Op 22 juni 2023 heeft de Rechtbank Amsterdam uitspraak gedaan in een zaak betreffende de overlevering van een Poolse verdachte op basis van een Europees aanhoudingsbevel (EAB). De zaak betreft een vordering van de officier van justitie tot het in behandeling nemen van het EAB, dat was uitgevaardigd door de regionale rechtbank in Poznań op 23 april 2020. De opgeëiste persoon, geboren in 1975 in Polen, was gedetineerd in Nederland en had geen vaste woon- of verblijfplaats. Tijdens de zitting op 8 juni 2023 was de opgeëiste persoon aanwezig, bijgestaan door zijn raadsman, mr. L.M. Dragtenstein, en een tolk in de Poolse taal.
De rechtbank heeft vastgesteld dat het EAB strekt tot de tenuitvoerlegging van een vrijheidsstraf van 3 jaar en 8 maanden, waarvan nog 3 jaar, 7 maanden en 28 dagen resteerden. De rechtbank heeft de weigeringsgronden van artikel 12 en artikel 6a van de Overleveringswet (OLW) beoordeeld. Hoewel de opgeëiste persoon niet in persoon was verschenen bij het proces dat tot het vonnis leidde, heeft de rechtbank geoordeeld dat hij voldoende op de hoogte was van de strafrechtelijke procedure tegen hem. De rechtbank heeft ook vastgesteld dat de feiten waarvoor de overlevering wordt verzocht, naar Nederlands recht strafbaar zijn.

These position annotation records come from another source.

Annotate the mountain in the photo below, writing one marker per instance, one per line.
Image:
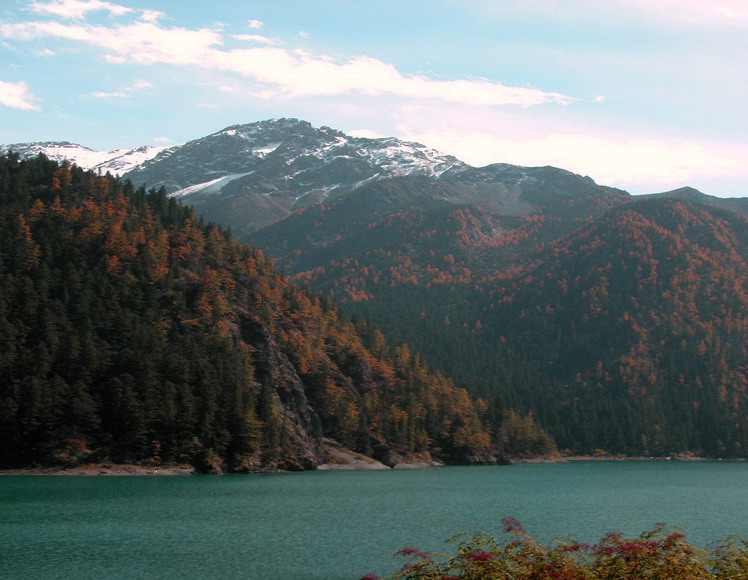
(739, 205)
(133, 331)
(619, 322)
(116, 162)
(615, 321)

De raadsman heeft betoogd dat de mensenrechten van de opgeëiste persoon in gevaar zijn bij overlevering aan Polen, maar de rechtbank heeft geoordeeld dat er geen individueel reëel gevaar van schending van het recht op een eerlijk proces is aangetoond. De rechtbank heeft uiteindelijk besloten dat er geen weigeringsgronden zijn en heeft de overlevering toegestaan. De uitspraak is gedaan door mr. P. van Kesteren, voorzitter, en mrs. M.C. Eggink en L. Sanders, rechters, in aanwezigheid van griffier mr. M.D. Dijkstra.